A question about subspace in ${\bigwedge}^2({\mathbb R}^n)$
Partial answer: the minimal dimension is at least ${n-2 \choose 2} + 1$, with equality if $n-1$ is a power of $2$. For example, if $n=5$ the minimum is $4$, curiously the same as for $n=4$, and less than the "easy" bound of ${5-1 \choose 2} + 1 = 7$.
Let $N = {n \choose 2}$, which is the dimension of the alternating square of an $n$-dimensional vector space $V$. Then the pure tensors $X \wedge Y$ constitute a homogeneous subset of dimension $2n-3$; projectively this is the Plücker embedding in $(N-1)$-dimensional projective space of the Grassmanian ${\rm Gr}(2,n)$ of $2$-planes in $V$, which has dimension $2n-4$. Thus a general linear space of codimension less than $2n-4$ will miss ${\rm Gr}(2,n)$ for lack of sufficient degrees of freedom. This gives the lower bound ${n-2 \choose 2} + 1 = N-(2n-4)$.
Over an algebraically closed field this necessary condition is also sufficient, and the general linear subspace of codimension $2n-4$ meets the Plücker variety in $d_n$ points counted with multiplicity, where $d_n$ is the degree of the Plücker variety. It is known that $d_n$ is the Catalan number $C_{n-2} = \frac1{n-1}{2n-4 \choose n-2}$.
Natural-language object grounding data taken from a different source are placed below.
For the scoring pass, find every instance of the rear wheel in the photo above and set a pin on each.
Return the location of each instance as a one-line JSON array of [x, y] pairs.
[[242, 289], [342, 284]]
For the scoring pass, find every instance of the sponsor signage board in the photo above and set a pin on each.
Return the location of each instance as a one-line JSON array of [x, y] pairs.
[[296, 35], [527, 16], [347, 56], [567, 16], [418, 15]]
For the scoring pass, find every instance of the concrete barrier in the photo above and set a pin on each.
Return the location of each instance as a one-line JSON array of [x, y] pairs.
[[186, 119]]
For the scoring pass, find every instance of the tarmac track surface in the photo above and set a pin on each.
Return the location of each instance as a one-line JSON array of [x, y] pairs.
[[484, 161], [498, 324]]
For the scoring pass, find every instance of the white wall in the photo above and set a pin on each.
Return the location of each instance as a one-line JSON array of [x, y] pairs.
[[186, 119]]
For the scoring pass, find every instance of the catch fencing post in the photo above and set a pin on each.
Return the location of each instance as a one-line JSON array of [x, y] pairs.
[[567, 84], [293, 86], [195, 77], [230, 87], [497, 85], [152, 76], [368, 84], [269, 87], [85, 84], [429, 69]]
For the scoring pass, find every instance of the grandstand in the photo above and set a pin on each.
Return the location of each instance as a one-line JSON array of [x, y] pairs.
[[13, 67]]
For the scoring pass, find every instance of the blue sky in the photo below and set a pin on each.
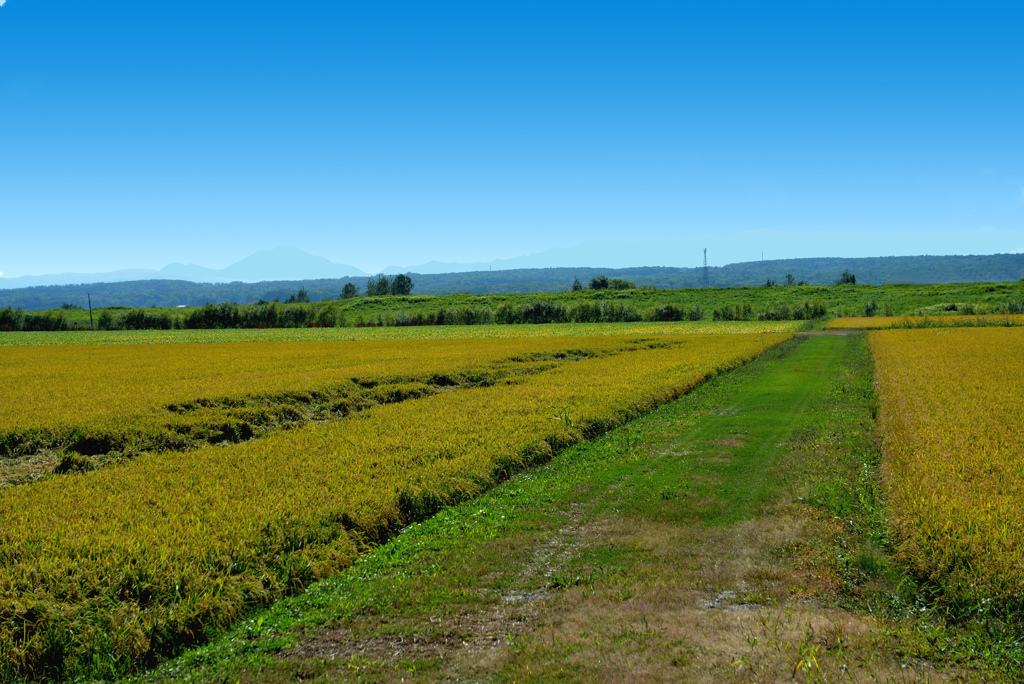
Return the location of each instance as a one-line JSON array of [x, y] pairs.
[[137, 133]]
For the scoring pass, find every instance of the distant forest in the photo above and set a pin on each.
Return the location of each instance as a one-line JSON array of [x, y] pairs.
[[876, 270]]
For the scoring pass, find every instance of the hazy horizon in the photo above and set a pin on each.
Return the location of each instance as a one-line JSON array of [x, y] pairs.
[[136, 135]]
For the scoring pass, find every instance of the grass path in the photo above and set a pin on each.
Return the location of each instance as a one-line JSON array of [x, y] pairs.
[[731, 536]]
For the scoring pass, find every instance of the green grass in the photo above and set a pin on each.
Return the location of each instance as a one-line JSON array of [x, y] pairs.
[[781, 444]]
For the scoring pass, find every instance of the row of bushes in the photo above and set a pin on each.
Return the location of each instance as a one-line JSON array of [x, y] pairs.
[[544, 311], [272, 314], [18, 319], [264, 314]]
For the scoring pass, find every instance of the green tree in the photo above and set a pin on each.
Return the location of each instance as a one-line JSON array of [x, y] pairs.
[[378, 285], [400, 285]]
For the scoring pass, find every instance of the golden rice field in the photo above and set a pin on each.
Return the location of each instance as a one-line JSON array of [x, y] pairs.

The field of real numbers is not algebraically closed, but every polynomial of odd degree has a root. Thus if $d_n$ is odd we are still guaranteed a real intersection. This happens when $n-1$ is a power of $2$, i.e. $n=3,5,9,17,\ldots$. We've now proven that the bound ${n-2 \choose 2} + 1$ is attained for such $n$.
For $n=4$ it is well-known that the real Grassmannian ${\rm Gr}(2,4)$ is a quadric of signature $(3,3)$, so as Yuval found it takes a subspace of dimension at least $4$ to guarantee a real intersection. For $n \geq 6$ that are not of the form $2^m + 1$, I do not know by how much the real answer exceeds the lower bound ${n-2 \choose 2} + 1$.
One more exact answer: for $n=8$ the minimal dimension is $22$, again attaining the "easy" bound ${n-1 \choose 2} + 1$ and the same as the value for the next dimension $n=9$.
First to explain why ${n-1 \choose 2} + 1$ is enough, not just for real vector spaces but for an $n$-dimensional vector space $V$ over any field. Fix nonzero $X_0 \in V$. Then $X_0 \wedge V = \{ X_0 \wedge Y : Y \in V \}$ is a linear subspace of dimension $n-1$ in $\bigwedge^2 V$. Thus if $E \subset \bigwedge^2 V$ is a linear subspace of codimension $n-2$ then it must have nonzero intersection with $X_0 \wedge V$.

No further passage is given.